In James, Miami has the game’s best player, and Wade isn’t quite done yet. Ray Allen was a big addition. They’re overwhelming on the break, and the Bulls have been sloppy with the ball in recent games.

“They have so many options and are playing at a high level,” Bulls coach Tom Thibodeau said about Miami. “You can’t overcommit in one area because they can burn you in another. You have to have multiple efforts to protect the paint. The thing that gets overlooked with them is how good they are defensively. To beat them, you have to play a very good game. They make good decisions, move without the ball and sustain spacing through the second and third option. That’s critical.”

But the Bulls are third in field goal defense and the Heat is ninth. The Bulls are third in defending the three. Miami is tied for 18th, suggesting if you move the ball and don’t settle for early offensive options they’ll tire chasing you. The Bulls are fifth in rebounding; Miami is 30th.

So the Bulls believe they have the necessities to defeat Miami even without Rose. Which is why there’s been so much hope about Rose playing. After all, if the Bulls can beat Miami without Rose, well, even a Rose playing 20 minutes could lead to something big.
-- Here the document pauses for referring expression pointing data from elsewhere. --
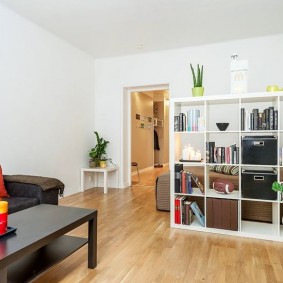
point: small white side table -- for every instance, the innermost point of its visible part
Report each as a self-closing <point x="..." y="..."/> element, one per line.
<point x="100" y="170"/>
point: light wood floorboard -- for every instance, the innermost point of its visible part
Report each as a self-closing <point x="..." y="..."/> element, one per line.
<point x="136" y="244"/>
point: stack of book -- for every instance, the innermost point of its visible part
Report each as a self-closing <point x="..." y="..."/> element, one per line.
<point x="190" y="121"/>
<point x="185" y="211"/>
<point x="260" y="121"/>
<point x="227" y="155"/>
<point x="187" y="181"/>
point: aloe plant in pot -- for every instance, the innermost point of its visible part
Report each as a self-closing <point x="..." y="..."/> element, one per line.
<point x="198" y="89"/>
<point x="97" y="153"/>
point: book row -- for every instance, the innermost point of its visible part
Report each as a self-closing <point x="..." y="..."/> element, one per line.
<point x="185" y="211"/>
<point x="228" y="155"/>
<point x="190" y="121"/>
<point x="255" y="120"/>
Deng can play James. No one can stop James, but with Deng you don’t need everyone watching and helping on James, whose passing opens up Miami’s offense for easy shots. Kirk Hinrich always has frustrated Wade, though Richard Hamilton has been playing him along with Marco Belinelli and Jimmy Butler, the latter with big plays down the stretch in last months’ game and a 33-14 Chicago bench edge. Butler can also take some time on James.

The Bulls’ offense is generally patient, which is most effective against Miami. You want them to play defense for 20 seconds, which also limits their fast break and gives you time to set your defense. And then you want to crash the boards on them as they’d prefer to play small and athletic. The Bulls don’t.

Right after the Heat beat Atlanta Tuesday night, Shane Battier did a courtside interview and the Bulls clearly were on his mind.

“They beat us pretty good in Miami,” he said. “We’re going to have to play better than we did tonight (to win).”

If not in their heads, the Heat has the Bulls on its minds. Which is a start. Getting a chance to measure yourself against them is one of the joys of basketball in February.